To verify the laws of reflections of sound.
Reflection is the change in direction of a wavefront at an interface between two different media so that the wavefront returns into the medium from which it originated. Common examples include the reflection of light, sound and water waves.
Sound propagates through air as a longitudinal wave. The speed of sound is determined by the properties of the air, and not by the frequency or amplitude of the sound. If a sound is not absorbed or transmitted when it strikes a surface, it is reflected. The law for reflection is the same as that of light, ie., the angle of incidence of a sound wave equals the angle of reflection, just as if it were produced by a 'mirror image' of the stimulus on the opposite side of the surface.
When sound travels in a given medium, it strikes the surface of another medium and bounces back in some other direction, this phenomenon is called the reflection of sound.

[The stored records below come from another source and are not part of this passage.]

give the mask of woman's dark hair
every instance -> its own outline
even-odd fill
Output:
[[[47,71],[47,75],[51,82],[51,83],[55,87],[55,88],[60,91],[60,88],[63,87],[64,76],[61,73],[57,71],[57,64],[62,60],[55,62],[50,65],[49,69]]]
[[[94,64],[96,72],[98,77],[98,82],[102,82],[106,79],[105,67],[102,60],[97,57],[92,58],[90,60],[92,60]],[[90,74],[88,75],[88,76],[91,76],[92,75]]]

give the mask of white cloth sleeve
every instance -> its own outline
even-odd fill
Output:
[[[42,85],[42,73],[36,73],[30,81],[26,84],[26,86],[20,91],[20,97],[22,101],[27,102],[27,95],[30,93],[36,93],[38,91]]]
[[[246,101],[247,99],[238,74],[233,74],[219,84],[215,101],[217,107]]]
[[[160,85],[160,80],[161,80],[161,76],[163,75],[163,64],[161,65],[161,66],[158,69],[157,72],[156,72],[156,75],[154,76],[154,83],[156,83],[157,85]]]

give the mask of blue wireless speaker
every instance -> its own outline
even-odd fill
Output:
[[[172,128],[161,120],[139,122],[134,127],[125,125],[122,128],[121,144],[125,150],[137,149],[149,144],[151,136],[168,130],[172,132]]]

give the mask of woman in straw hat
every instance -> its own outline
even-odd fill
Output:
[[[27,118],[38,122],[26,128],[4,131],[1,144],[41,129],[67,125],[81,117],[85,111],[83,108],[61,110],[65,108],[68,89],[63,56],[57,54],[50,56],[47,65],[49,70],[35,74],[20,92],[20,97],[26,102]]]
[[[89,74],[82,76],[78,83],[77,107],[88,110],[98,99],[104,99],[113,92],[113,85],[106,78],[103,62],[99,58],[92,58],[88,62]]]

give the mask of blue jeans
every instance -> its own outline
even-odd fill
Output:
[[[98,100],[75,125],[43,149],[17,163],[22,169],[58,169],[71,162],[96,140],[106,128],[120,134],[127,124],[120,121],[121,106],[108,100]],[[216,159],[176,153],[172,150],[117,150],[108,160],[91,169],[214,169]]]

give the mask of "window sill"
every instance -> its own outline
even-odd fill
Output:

The waves are called the incident and reflected sound waves.
The sound waves that travel towards the reflecting surface are called the incident sound waves. The sound waves bouncing back from the reflecting surface are called reflected sound waves. For all practical purposes, the point of incidence and the point of reflection are the same point on the reflecting surface.
A perpendicular drawn on the point of incidence is called the normal. The angle which the incident sound waves makes with the normal is called the angle of incidence, "i". The angle which the reflected sound waves makes with the normal is called the angle of reflection, "r".
The following two laws of reflection of light are applicable to sound waves as well:
Student will understand the First and Second Laws of Reflection.
First Law of Reflection: The incident wave, the reflected wave, and the normal at the point of incidence lie on the same plane.
Law of Reflection: The angle of incidence is equal to the angle of reflection.